Step-by-step explanation:
First we find the slope of the line that would pass through the point of dilation, (-3, 0), and each vertex.
From (-3, 0) to (5, 4), the slope would be
m = (4-0)/(5--3) = 4/8
Since the scale factor is 1/2, this means each part of the slope would be multiplied by this scale factor:
(4(1/2))/(8(1/2)) = 2/4
This means from our point of dilation we count up 2 and over 4; this puts the new point at (-3+4, 0+2) = (1, 2).

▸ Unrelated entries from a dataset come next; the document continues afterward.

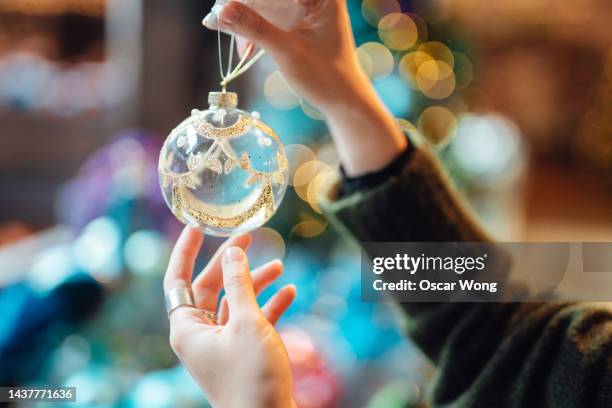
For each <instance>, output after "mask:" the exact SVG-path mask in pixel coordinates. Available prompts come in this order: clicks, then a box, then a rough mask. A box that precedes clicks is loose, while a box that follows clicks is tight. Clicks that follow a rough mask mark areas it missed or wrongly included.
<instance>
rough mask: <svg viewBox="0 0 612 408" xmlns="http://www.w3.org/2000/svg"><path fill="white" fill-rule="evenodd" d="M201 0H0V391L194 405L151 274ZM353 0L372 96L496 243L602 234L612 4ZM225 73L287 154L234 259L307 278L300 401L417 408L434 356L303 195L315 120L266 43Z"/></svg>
mask: <svg viewBox="0 0 612 408" xmlns="http://www.w3.org/2000/svg"><path fill="white" fill-rule="evenodd" d="M212 3H213V2H212V1H202V0H180V1H164V0H147V1H142V0H130V1H121V0H35V1H32V0H0V310H2V315H3V319H2V320H0V384H1V385H3V386H8V385H58V386H76V387H78V392H77V395H78V401H79V403H78V405H81V406H105V407H106V406H137V407H140V406H146V407H206V406H207V403H206V400H205V398H204V396H203V395H202V393H201V391H200V390H199V389H198V388H197V386H196V385H195V383H194V382H193V381H192V380H191V379H190V377H189V376H188V374H187V373H186V372H185V370H184V369H183V368H182V367H181V366H180V365H178V364H177V360H176V358H175V357H174V355H173V353H172V350H171V349H170V347H169V345H168V341H167V335H168V324H167V319H166V317H165V312H164V310H163V304H162V301H163V300H162V290H161V279H162V274H163V271H164V269H165V265H166V262H167V257H168V253H169V250H170V248H171V245H172V243H173V242H174V240H175V238H176V236H177V234H178V232H179V231H180V228H181V226H180V225H179V223H178V222H177V221H176V220H175V219H174V218H173V217H172V215H171V213H170V211H169V210H168V209H167V208H166V206H165V204H164V202H163V200H162V198H161V194H160V191H159V185H158V179H157V171H156V167H157V156H158V153H159V149H160V147H161V144H162V142H163V140H164V138H165V136H166V135H167V134H168V133H169V131H170V130H171V129H172V128H173V127H174V126H175V125H176V124H178V123H179V122H180V121H182V120H183V119H184V118H185V117H187V116H189V112H190V111H191V109H192V108H195V107H198V108H203V107H204V106H205V101H206V96H207V93H208V91H211V90H217V86H216V84H217V83H218V59H217V48H216V47H217V44H216V33H213V32H208V31H207V30H205V29H204V28H203V27H202V26H201V24H200V22H201V19H202V18H203V16H204V15H206V14H207V12H208V11H209V10H210V7H211V6H212ZM348 5H349V8H350V13H351V18H352V22H353V27H354V31H355V37H356V41H357V45H358V49H357V53H358V57H359V60H360V62H361V64H362V67H363V69H364V70H365V71H366V73H367V74H368V75H369V76H370V77H371V78H372V81H373V83H374V86H375V87H376V89H377V91H378V92H379V94H380V96H381V98H382V99H383V100H384V102H385V103H386V104H387V106H388V107H389V109H390V110H391V111H392V112H393V114H394V115H395V116H396V117H397V118H398V123H400V124H401V126H402V127H403V128H404V129H405V130H406V131H407V132H410V133H411V134H412V135H413V136H414V137H415V138H419V139H421V140H422V141H423V142H424V143H428V144H430V145H431V147H432V148H433V149H434V150H435V151H436V152H437V153H438V154H439V156H440V157H441V159H442V160H443V163H444V165H445V166H446V168H447V169H448V171H449V174H451V176H452V178H453V179H454V180H455V182H456V184H457V186H458V187H459V189H460V190H461V191H462V192H463V193H464V194H465V196H466V197H467V198H468V199H469V201H470V202H471V204H472V206H473V207H474V208H475V210H476V211H477V214H478V216H479V217H480V218H481V220H482V221H483V222H484V223H485V225H486V226H487V227H488V229H489V230H490V231H491V232H492V233H493V234H494V235H495V236H496V237H497V238H498V239H500V240H504V241H546V242H549V241H610V240H612V215H611V214H612V211H611V210H612V192H611V187H612V48H611V46H612V31H611V30H610V29H609V27H608V26H609V21H611V20H612V3H610V2H609V1H608V0H563V1H553V0H539V1H532V0H512V1H510V0H503V1H496V2H491V1H486V0H461V1H459V0H436V1H426V0H422V1H416V0H415V1H397V0H364V1H358V0H349V1H348ZM232 88H233V89H234V90H237V91H238V92H239V93H240V97H241V105H242V107H244V108H246V109H248V110H256V111H258V112H260V114H261V117H262V120H263V121H264V122H266V123H268V124H269V125H271V126H272V127H273V128H274V129H275V130H276V131H277V133H278V134H279V135H280V136H281V139H282V140H283V141H284V143H285V144H286V146H287V151H288V155H289V159H290V166H291V178H290V185H291V188H290V189H289V191H288V193H287V196H286V198H285V200H284V202H283V205H282V206H281V208H280V210H279V211H278V213H277V214H276V216H275V217H274V218H273V219H272V221H271V222H270V223H269V224H268V225H267V226H266V227H264V228H261V229H259V230H257V231H256V232H255V233H254V235H255V244H254V246H253V247H252V248H251V250H250V255H251V256H252V257H253V263H254V264H261V263H263V262H265V261H266V260H269V259H270V258H272V257H280V258H283V259H284V260H285V263H286V273H285V275H284V276H283V278H282V280H281V282H278V285H277V286H276V287H277V288H278V287H279V285H282V284H285V283H287V282H292V283H295V284H296V285H297V286H298V288H299V291H298V299H297V301H296V304H295V305H294V306H293V307H292V308H291V309H290V311H289V312H288V314H287V316H286V317H285V318H284V319H283V320H282V321H281V322H280V324H279V330H280V332H281V334H282V337H283V340H284V341H285V344H286V346H287V349H288V351H289V355H290V358H291V362H292V366H293V370H294V385H295V396H296V401H297V402H298V403H299V405H300V407H312V408H317V407H338V406H342V407H361V406H365V407H415V406H421V405H422V404H423V394H424V392H425V391H424V390H425V389H426V387H427V383H428V381H429V379H430V378H431V375H432V368H431V366H430V365H429V364H428V362H427V361H426V360H425V359H424V358H423V357H422V356H421V354H420V352H419V351H418V350H417V349H416V348H415V347H414V346H413V345H412V344H411V343H410V342H409V341H408V340H406V339H405V338H403V336H402V333H401V328H400V327H399V325H398V324H397V322H396V319H395V316H394V315H393V311H392V309H391V308H390V307H389V306H388V305H386V304H370V303H361V302H360V287H359V273H358V271H359V258H358V257H357V256H356V254H355V249H354V248H353V247H351V246H349V245H348V243H346V242H344V241H342V240H341V239H339V237H338V235H337V234H336V233H335V232H334V231H333V230H332V229H331V228H328V225H327V223H326V221H325V219H324V218H323V217H322V216H321V214H320V209H319V208H318V207H317V204H316V201H315V197H316V195H317V191H318V189H319V188H320V186H321V184H323V182H324V181H325V179H326V178H327V177H329V176H330V175H331V174H333V173H334V171H335V170H336V169H337V167H338V161H337V158H336V154H335V151H334V148H333V145H332V144H331V141H330V138H329V134H328V132H327V130H326V127H325V124H324V123H323V122H322V121H321V120H320V119H321V117H320V115H319V114H318V112H317V111H316V110H314V109H313V108H312V107H311V106H309V105H307V104H306V103H305V102H303V101H300V100H299V98H297V97H296V96H295V95H294V94H293V93H292V92H291V90H290V89H289V88H288V87H287V86H286V84H285V83H284V81H283V79H282V76H281V75H280V74H279V73H278V71H277V70H276V67H275V66H274V64H273V62H272V61H271V60H270V59H268V58H265V59H263V60H262V61H261V62H260V63H258V64H257V66H256V68H254V69H253V70H252V71H250V72H249V74H248V75H245V76H244V77H242V78H241V79H240V80H238V81H237V82H236V84H235V85H234V84H233V85H232ZM219 243H220V241H219V240H217V239H208V240H207V241H206V243H205V246H204V250H203V253H202V257H201V259H200V264H201V265H203V264H204V263H205V260H206V259H207V257H208V256H209V255H210V254H211V253H212V252H213V251H214V250H215V249H216V247H217V246H218V245H219ZM271 290H274V288H271ZM268 295H269V292H266V293H264V295H263V297H264V298H265V297H266V296H268ZM71 406H74V404H71Z"/></svg>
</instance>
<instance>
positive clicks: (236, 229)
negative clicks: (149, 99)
mask: <svg viewBox="0 0 612 408" xmlns="http://www.w3.org/2000/svg"><path fill="white" fill-rule="evenodd" d="M237 102H238V97H237V95H236V94H235V93H229V92H223V93H220V92H214V93H211V94H210V95H209V104H210V106H209V109H208V110H205V111H198V110H194V111H192V114H191V117H189V118H187V119H185V120H184V121H183V122H182V123H181V124H180V125H178V126H177V127H176V128H175V129H174V130H173V131H172V133H170V136H168V138H167V139H166V142H165V143H164V147H163V148H162V150H161V154H160V158H159V168H158V171H159V179H160V184H161V188H162V193H163V195H164V199H165V200H166V204H168V207H170V209H171V210H172V212H173V214H174V215H175V216H176V217H177V218H178V219H179V220H180V221H181V222H183V223H184V224H197V225H199V226H201V227H202V228H203V229H204V232H205V233H206V234H209V235H216V236H229V235H234V234H240V233H244V232H247V231H250V230H253V229H255V228H258V227H260V226H261V225H263V224H264V223H266V222H267V221H268V220H269V219H270V218H271V217H272V216H273V215H274V213H275V212H276V210H277V208H278V206H279V205H280V202H281V201H282V199H283V196H284V195H285V191H286V189H287V178H288V176H287V174H288V173H287V172H288V163H287V156H286V154H285V149H284V147H283V144H282V143H281V141H280V140H279V138H278V136H277V135H276V134H275V133H274V131H273V130H272V129H270V128H269V127H268V126H267V125H266V124H264V123H263V122H262V121H261V120H260V119H259V115H258V114H257V113H253V114H250V113H248V112H245V111H242V110H240V109H237V108H236V106H237Z"/></svg>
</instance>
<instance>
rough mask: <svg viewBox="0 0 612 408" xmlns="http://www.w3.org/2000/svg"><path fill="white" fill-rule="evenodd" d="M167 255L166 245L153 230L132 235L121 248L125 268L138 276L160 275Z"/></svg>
mask: <svg viewBox="0 0 612 408" xmlns="http://www.w3.org/2000/svg"><path fill="white" fill-rule="evenodd" d="M168 253H169V249H168V243H167V242H166V240H165V239H164V238H163V237H162V236H161V234H160V233H159V232H157V231H153V230H142V231H137V232H135V233H133V234H132V235H130V236H129V238H128V239H127V241H126V242H125V246H124V248H123V256H124V258H125V263H126V265H127V267H128V268H129V269H130V270H131V271H132V272H134V273H136V274H138V275H148V274H156V273H161V272H162V271H163V268H164V264H165V262H166V258H167V257H168Z"/></svg>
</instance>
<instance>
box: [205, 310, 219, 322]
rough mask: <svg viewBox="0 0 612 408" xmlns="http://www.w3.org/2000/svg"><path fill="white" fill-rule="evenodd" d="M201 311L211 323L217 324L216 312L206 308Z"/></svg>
mask: <svg viewBox="0 0 612 408" xmlns="http://www.w3.org/2000/svg"><path fill="white" fill-rule="evenodd" d="M202 313H204V316H206V317H207V318H208V320H210V321H211V322H212V324H217V313H215V312H211V311H208V310H202Z"/></svg>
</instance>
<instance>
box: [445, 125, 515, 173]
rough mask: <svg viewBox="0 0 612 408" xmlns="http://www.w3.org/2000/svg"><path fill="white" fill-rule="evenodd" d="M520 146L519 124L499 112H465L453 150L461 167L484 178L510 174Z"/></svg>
mask: <svg viewBox="0 0 612 408" xmlns="http://www.w3.org/2000/svg"><path fill="white" fill-rule="evenodd" d="M519 149H520V132H519V130H518V128H517V127H516V125H515V124H514V123H512V122H510V121H509V120H508V119H505V118H503V117H501V116H499V115H493V114H487V115H464V116H462V117H461V118H460V119H459V122H458V125H457V131H456V135H455V139H454V140H453V143H452V144H451V153H452V156H453V157H454V158H455V160H456V161H457V162H458V163H459V165H460V166H461V168H462V169H463V170H464V171H465V172H466V173H468V174H470V175H471V176H473V177H476V178H478V179H479V180H480V181H481V182H486V181H487V180H491V181H492V182H500V176H501V175H506V176H510V175H511V173H512V172H509V170H512V163H513V161H514V160H515V159H516V158H517V157H522V156H521V155H519V154H518V150H519Z"/></svg>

From (-3, 0) to (3, 8) the slope is
m = (8-0)/(3--3) = 8/6
Multiplying the rise and run by 1/2, we have
(8(1/2))/(6(1/2)) = 4/3
This means the dilated point would be up 4 and over 3 from (-3, 0), putting it at (-3+3, 0+4) = (0, 4).
From (-3, 0) to (-5, 4), the slope is
m = (4-0)/(-5--3) = 4/-2.
Multiplying the rise and run by 1/2, we have
(4(1/2))/(-2(1/2)) = 2/-1
This means the dilated point would be up 2 and over -1 from (-3, 0), putting it at (-3+-1, 0+2) = (-4, 2).
These three vertices give us the dilated figure.